ALORS ? Dali désignait la gare de Perpignan comme le centre de l'univers, Jesus Moncada a, quant à lui, reconstitué son propre microcosme entre les murs de Mequinensa, à la fois théâtre et principale vedette d'une aventure humaine aussi fabuleuse que dérisoire, aussi hilarante que tragique. Sur les rives de l'Ebre se joue un concentré de comédie humaine, une superproduction minuscule où Moncada déploie une armada de personnages (héros, salauds, lâches,  seconds couteaux ou jeunes premiers) dans un invraisemblable réseau d'intrigues et de sous-intrigues ou l'anecdote et le ragot marivaudent avec l’épopée et le souffle de la grande histoire. Moncada, humoriste né et fin styliste, nous régale de ses bons mots et joue sur tous les registres de la comédie, on croirait assister à l'impossible rencontre entre Pagnol, Feydeau et Giovannino Guareschi (le père de Don Camillo).
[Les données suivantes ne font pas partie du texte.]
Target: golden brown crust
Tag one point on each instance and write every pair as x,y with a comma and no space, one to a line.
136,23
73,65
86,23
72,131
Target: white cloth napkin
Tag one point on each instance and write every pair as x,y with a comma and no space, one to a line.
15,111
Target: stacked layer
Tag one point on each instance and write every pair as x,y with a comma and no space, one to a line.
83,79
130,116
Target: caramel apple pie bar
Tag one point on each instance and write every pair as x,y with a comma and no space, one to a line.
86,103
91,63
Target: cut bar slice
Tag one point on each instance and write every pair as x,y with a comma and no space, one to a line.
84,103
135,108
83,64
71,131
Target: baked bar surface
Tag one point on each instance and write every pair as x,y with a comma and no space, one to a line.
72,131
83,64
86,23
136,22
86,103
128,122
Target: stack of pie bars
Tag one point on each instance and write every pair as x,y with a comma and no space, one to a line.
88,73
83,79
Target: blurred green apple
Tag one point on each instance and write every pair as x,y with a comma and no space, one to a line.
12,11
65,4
Mais au delà de la farce et du trépignement picaresque qui électrisent Maquinensa, l'auteur catalan sait aussi tempérer son petit monde et prendre le temps de l'affliction, de la nostalgie et du drame. On pense à l'extravagante bourgade de Vigata imaginée par Andrea Camilleri ou, dans un registre plus "sérieux", à la Ferrare de Giorgio Bassani mais Moncada a su créer son petit monde rien qu'à lui. Faut-il être brillant et habile pour réussir à mêler aussi savamment les couleurs et peindre une fresque aussi rutilante, capable presque dans le même instant de vous tirer les larmes ou de déclencher le rire ! Surtout ne ratez pas cet immense plaisir de lecture que la catalan Jesus Moncada vous offre, ce serait pêcher que de l'ignorer davantage...

jeudi 2 juin 2011

L'HISTOIRE D'EGDAR SAWTELLE (David Wroblewski - Livre de Poche)

QUI ? David Wroblewski est né et a grandi dans le Wisconsin. A travaillé dans l'informatique avant de cartonner avec ce premier roman.
QUAND ? Epoque moderne, dans une ferme isolée du Wisconsin.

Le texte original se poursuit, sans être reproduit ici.